For the limited needs of summer soldiers and sunshine patriots such as ourselves, the spoilage of the elements provides an embarrassment of riches. Storms, winds, insects, age, and competition for space and sun have culled the woodland.
After we layer up the fallen branch and twig kindling, our fires are a thing of a beauty and utility.
Deeper into the woods, older trees, some with thick trunks, have been brought down by the weather, the wet road-swamping hurricane of September, the occasional local near-tornado force micro-bursts, and the ordinary mortality of bugs and disease. Plenty of wood for the taking by those who rely on it for heat.

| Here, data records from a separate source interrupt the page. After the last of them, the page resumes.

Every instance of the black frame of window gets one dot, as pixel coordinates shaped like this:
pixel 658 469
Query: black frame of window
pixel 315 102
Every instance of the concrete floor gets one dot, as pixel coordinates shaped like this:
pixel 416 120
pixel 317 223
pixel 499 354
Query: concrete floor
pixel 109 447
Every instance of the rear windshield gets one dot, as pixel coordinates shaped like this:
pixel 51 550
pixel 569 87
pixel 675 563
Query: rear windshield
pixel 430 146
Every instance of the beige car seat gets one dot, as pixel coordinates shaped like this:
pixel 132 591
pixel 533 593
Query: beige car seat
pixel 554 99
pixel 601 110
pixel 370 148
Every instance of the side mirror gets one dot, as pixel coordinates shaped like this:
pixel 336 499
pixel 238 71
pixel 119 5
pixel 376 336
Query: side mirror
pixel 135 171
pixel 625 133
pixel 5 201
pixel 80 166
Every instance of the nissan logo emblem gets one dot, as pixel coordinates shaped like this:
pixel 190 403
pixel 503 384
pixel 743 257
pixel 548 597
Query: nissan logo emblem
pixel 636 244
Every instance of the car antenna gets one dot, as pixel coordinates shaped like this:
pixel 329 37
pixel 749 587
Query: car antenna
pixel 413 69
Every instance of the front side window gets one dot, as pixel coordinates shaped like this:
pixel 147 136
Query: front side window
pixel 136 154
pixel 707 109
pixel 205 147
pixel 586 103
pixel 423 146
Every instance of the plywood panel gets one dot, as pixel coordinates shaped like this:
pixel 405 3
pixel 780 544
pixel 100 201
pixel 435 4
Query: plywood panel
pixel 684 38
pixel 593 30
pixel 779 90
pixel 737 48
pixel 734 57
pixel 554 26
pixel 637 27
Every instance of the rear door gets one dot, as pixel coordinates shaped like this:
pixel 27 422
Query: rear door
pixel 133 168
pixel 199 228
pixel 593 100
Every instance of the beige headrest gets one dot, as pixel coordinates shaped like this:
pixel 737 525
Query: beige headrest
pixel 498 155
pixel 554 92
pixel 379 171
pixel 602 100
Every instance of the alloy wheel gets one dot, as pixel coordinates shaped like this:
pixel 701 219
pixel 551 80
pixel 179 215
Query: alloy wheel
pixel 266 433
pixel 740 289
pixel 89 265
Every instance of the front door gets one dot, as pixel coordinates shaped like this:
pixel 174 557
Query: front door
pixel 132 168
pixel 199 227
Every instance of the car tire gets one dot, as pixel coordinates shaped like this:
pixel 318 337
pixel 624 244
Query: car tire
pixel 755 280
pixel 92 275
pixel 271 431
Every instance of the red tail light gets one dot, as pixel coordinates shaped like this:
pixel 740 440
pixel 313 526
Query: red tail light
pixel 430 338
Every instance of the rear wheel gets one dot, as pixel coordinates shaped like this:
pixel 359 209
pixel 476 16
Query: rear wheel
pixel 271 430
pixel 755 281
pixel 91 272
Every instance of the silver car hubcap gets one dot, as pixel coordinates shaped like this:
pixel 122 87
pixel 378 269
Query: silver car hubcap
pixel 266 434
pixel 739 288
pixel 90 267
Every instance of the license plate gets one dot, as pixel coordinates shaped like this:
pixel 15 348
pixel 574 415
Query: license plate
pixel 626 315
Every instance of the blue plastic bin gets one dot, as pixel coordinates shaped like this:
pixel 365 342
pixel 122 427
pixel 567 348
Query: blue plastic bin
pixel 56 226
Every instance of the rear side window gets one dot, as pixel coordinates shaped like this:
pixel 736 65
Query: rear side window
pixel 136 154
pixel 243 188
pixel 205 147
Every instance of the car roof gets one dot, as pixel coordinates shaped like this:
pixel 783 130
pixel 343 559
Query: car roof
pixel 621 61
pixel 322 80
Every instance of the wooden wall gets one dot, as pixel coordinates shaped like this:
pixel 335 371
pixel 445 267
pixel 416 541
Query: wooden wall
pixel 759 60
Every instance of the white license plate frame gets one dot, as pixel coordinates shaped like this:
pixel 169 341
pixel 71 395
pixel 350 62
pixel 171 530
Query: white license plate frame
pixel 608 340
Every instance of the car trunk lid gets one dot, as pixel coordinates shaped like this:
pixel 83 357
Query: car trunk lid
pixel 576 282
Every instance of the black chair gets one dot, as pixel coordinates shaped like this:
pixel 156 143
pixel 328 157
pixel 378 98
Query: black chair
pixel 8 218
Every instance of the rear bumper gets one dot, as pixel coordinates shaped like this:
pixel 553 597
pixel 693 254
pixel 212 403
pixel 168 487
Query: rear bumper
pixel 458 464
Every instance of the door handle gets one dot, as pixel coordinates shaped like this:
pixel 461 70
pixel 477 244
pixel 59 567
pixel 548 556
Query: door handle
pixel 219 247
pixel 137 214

We catch a rain storm on our first hike on the second weekend. But we dry out and warm up hot cider, mulled wine, and even a hot tottie, after mincing fresh ginger and adding other spices. The next day is sunny and we explore a new path, a stretch of the Appalachian Trail that leads to fresh views of hillsides and high valley wetlands, before circling the rest of Bear Lake on the border of Montgomery and Lenox.
On the final day we pay a return visit to Kennedy Park, then clean and close up the house. Sweeping leaves off the deck and wiping down the outdoor furniture, I pile the chairs up on top of one another in a vain attempt to reach the leafy canopy above. It’s a tribute to the trees.